Re: [petsc-dev] Gitlab workflow discussion with GitLab developers

2022-01-20 Thread Junchao Zhang
*  Email notification when one is mentioned or added as a reviewer
*  Color text in comment box
*  Click a failed job, run the job with the *updated* branch
*  Allow one to reorder commits (e.g., the fix up commits generated from
applying comments) and mark commits that should be fixed up
*  Easily retarget a branch, e.g., from main to release (currently I have
to checkout to local machine, do rebase, then push)

--Junchao Zhang


On Thu, Jan 20, 2022 at 7:05 PM Barry Smith  wrote:

>
>   I got asked to go over some of my Gitlab workflow uses next week with
> some Gitlab developers; they do this to understand how Gitlab is used, how
> it can be improved etc.
>
>   If anyone has ideas on topics I should hit, let me know. I will hit them
> on the brokenness of appropriate code-owners not being automatically added
> to reviewers. And support for people outside of the Petsc group to set more
> things when they make MRs.
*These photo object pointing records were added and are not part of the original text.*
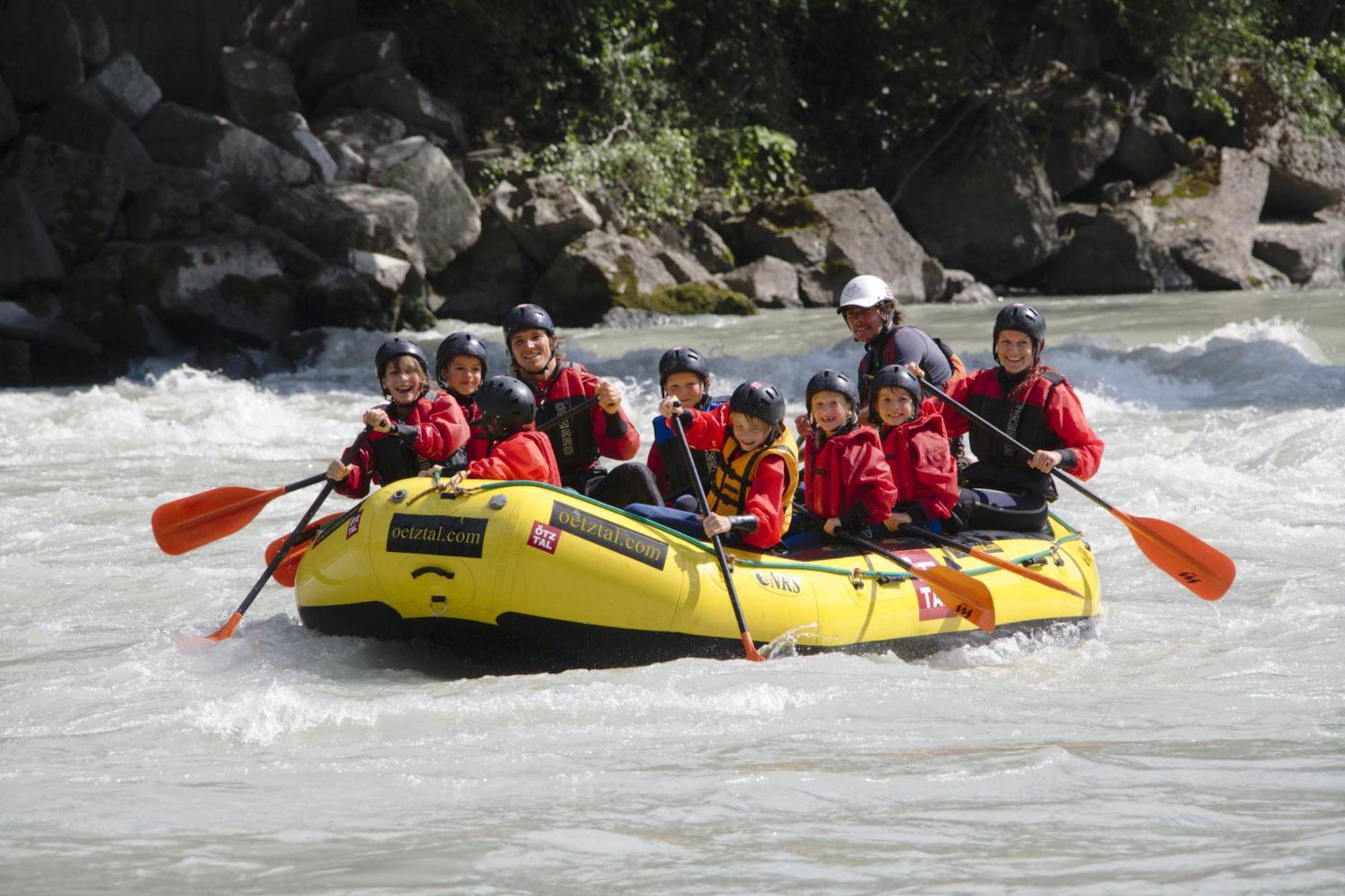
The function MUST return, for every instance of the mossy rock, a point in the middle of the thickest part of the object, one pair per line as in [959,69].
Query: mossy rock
[688,299]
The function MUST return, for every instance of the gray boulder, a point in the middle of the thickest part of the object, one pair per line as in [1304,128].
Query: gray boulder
[210,287]
[360,130]
[122,88]
[76,194]
[344,298]
[258,85]
[348,57]
[1082,132]
[336,218]
[252,166]
[40,50]
[95,44]
[75,123]
[395,91]
[450,221]
[290,131]
[599,271]
[1311,255]
[9,116]
[1141,151]
[545,214]
[976,196]
[490,279]
[771,283]
[1307,173]
[26,251]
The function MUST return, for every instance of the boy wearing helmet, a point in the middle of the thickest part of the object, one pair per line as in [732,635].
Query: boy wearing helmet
[510,447]
[415,430]
[1036,405]
[757,474]
[579,442]
[915,446]
[685,376]
[847,479]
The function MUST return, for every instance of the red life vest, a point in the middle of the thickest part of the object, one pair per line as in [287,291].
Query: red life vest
[922,466]
[848,478]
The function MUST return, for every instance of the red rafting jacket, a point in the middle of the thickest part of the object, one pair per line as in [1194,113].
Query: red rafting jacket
[1044,413]
[524,455]
[922,466]
[582,440]
[432,431]
[848,478]
[766,494]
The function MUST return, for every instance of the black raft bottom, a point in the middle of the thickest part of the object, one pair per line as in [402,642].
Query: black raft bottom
[533,643]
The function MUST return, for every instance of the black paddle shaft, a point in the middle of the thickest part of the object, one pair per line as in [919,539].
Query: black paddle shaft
[985,424]
[705,509]
[299,530]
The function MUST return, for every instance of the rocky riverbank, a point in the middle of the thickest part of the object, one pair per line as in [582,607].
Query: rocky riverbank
[223,185]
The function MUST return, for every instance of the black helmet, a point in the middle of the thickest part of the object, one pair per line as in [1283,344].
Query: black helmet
[396,349]
[521,318]
[459,343]
[759,400]
[892,377]
[683,361]
[508,403]
[832,380]
[1024,319]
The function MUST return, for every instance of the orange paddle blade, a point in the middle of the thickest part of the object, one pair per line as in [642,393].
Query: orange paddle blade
[1023,571]
[198,520]
[961,594]
[1202,568]
[289,568]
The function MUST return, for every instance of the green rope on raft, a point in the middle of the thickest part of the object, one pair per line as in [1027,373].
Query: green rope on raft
[765,564]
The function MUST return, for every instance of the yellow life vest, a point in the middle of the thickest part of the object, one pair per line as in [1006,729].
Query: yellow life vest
[734,477]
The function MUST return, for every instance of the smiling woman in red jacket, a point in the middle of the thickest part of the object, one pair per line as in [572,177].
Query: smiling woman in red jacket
[915,446]
[416,430]
[1036,405]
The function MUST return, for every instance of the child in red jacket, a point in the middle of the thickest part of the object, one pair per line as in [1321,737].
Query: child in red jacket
[915,444]
[416,430]
[512,447]
[847,482]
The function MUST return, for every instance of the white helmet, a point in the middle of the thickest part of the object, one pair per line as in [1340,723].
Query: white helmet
[864,291]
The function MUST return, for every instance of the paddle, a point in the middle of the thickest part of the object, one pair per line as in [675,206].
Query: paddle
[228,628]
[287,569]
[958,591]
[917,532]
[190,522]
[1198,565]
[748,647]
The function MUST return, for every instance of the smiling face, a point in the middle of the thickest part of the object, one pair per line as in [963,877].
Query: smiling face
[866,323]
[831,411]
[463,374]
[687,388]
[1015,352]
[404,380]
[751,432]
[895,405]
[532,350]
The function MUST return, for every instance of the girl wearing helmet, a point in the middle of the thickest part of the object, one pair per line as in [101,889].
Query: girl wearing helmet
[915,446]
[755,475]
[847,479]
[685,376]
[510,447]
[414,431]
[579,442]
[1036,405]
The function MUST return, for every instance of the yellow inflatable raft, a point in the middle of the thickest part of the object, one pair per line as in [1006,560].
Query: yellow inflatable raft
[599,587]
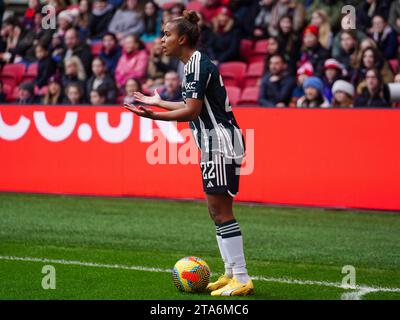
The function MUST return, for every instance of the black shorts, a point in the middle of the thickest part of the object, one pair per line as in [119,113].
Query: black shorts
[220,175]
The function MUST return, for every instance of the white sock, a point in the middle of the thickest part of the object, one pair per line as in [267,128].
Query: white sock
[227,265]
[232,243]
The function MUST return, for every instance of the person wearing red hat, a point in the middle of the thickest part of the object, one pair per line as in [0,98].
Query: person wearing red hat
[312,50]
[333,71]
[224,41]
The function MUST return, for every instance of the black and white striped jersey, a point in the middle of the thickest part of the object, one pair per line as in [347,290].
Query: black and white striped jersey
[215,130]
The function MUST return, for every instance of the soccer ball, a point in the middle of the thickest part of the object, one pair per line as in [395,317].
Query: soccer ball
[191,274]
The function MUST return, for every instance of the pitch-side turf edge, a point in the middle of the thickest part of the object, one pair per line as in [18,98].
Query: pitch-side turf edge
[353,295]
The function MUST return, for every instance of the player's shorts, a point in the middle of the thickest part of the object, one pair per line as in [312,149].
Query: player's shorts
[220,175]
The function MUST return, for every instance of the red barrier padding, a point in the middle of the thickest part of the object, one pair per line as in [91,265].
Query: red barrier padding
[317,157]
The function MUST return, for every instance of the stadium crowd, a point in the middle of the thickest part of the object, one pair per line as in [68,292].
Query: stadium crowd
[272,53]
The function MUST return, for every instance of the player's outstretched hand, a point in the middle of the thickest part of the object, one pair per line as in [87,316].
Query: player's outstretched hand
[149,100]
[140,110]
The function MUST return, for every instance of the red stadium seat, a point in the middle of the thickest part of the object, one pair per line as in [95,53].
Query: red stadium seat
[249,97]
[246,49]
[394,64]
[17,69]
[254,72]
[256,57]
[261,46]
[95,48]
[232,72]
[194,5]
[233,94]
[149,46]
[32,69]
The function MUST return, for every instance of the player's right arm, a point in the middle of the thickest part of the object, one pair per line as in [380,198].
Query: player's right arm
[156,100]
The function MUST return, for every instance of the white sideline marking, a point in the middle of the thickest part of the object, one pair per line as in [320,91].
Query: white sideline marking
[354,295]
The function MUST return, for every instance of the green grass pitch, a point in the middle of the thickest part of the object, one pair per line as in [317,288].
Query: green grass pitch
[293,253]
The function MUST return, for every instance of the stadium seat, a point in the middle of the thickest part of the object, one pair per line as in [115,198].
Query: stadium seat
[149,46]
[254,72]
[394,64]
[233,94]
[232,72]
[32,69]
[261,46]
[194,5]
[246,49]
[17,69]
[249,97]
[95,48]
[9,78]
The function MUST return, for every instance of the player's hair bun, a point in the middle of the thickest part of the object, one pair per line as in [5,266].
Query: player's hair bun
[191,16]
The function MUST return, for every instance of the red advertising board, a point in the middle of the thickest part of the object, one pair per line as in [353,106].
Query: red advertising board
[316,157]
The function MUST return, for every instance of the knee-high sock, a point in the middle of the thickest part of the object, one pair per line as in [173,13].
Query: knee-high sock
[227,265]
[232,243]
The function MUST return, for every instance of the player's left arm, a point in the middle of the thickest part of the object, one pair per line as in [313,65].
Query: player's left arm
[190,112]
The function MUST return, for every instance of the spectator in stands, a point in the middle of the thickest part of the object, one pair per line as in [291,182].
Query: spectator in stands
[312,50]
[99,19]
[73,47]
[289,42]
[369,8]
[54,94]
[343,93]
[284,7]
[305,71]
[394,16]
[384,36]
[74,94]
[101,80]
[18,41]
[376,94]
[97,97]
[259,19]
[209,9]
[273,48]
[159,65]
[133,62]
[39,33]
[332,71]
[320,19]
[110,52]
[348,52]
[65,21]
[313,94]
[176,9]
[172,88]
[371,58]
[28,20]
[46,65]
[127,20]
[277,85]
[131,86]
[73,73]
[151,21]
[3,96]
[26,94]
[332,8]
[224,41]
[82,20]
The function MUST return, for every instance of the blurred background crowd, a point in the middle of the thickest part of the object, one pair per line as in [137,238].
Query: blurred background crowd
[272,53]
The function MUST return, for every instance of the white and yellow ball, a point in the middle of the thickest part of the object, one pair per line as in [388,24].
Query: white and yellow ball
[191,274]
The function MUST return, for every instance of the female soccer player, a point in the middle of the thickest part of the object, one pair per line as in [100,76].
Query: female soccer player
[219,138]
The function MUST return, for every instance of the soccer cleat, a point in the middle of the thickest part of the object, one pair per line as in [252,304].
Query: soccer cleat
[235,288]
[221,282]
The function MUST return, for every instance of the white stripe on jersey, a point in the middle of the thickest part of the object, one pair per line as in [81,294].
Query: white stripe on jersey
[217,169]
[197,66]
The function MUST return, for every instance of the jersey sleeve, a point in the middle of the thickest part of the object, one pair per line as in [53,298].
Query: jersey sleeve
[196,83]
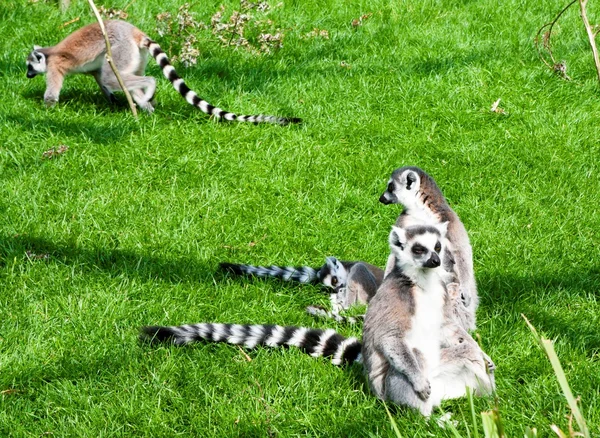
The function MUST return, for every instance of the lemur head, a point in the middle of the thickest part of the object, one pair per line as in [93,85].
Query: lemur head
[36,63]
[333,274]
[403,186]
[418,247]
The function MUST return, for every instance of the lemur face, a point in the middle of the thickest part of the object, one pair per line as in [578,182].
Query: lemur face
[418,246]
[402,187]
[36,63]
[334,275]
And being to easily add non-PETSc folks as
> reviewers.
>
>   Barry
>
>


Re: [petsc-dev] Gitlab workflow discussion with GitLab developers

2022-01-20 Thread Matthew Knepley
Hashes should work in the search box. Also, the searching in MRs is not
that accurate.

   Matt

On Thu, Jan 20, 2022 at 8:05 PM Barry Smith  wrote:

>
>   I got asked to go over some of my Gitlab workflow uses next week with
> some Gitlab developers; they do this to understand how Gitlab is used, how
> it can be improved etc.
>
>   If anyone has ideas on topics I should hit, let me know. I will hit them
> on the brokenness of appropriate code-owners not being automatically added
> to reviewers. And support for people outside of the Petsc group to set more
> things when they make MRs. And being to easily add non-PETSc folks as
> reviewers.
>
>   Barry
>
>

-- 
What most experimenters take for granted before they begin their
experiments is infinitely more interesting than any results to which their
experiments lead.
-- Norbert Wiener

https://www.cse.buffalo.edu/~knepley/ 


[petsc-dev] Gitlab workflow discussion with GitLab developers

2022-01-20 Thread Barry Smith


  I got asked to go over some of my Gitlab workflow uses next week with some 
Gitlab developers; they do this to understand how Gitlab is used, how it can be 
improved etc. 

  If anyone has ideas on topics I should hit, let me know. I will hit them on 
the brokenness of appropriate code-owners not being automatically added to 
reviewers. And support for people outside of the Petsc group to set more things 
when they make MRs. And being to easily add non-PETSc folks as reviewers.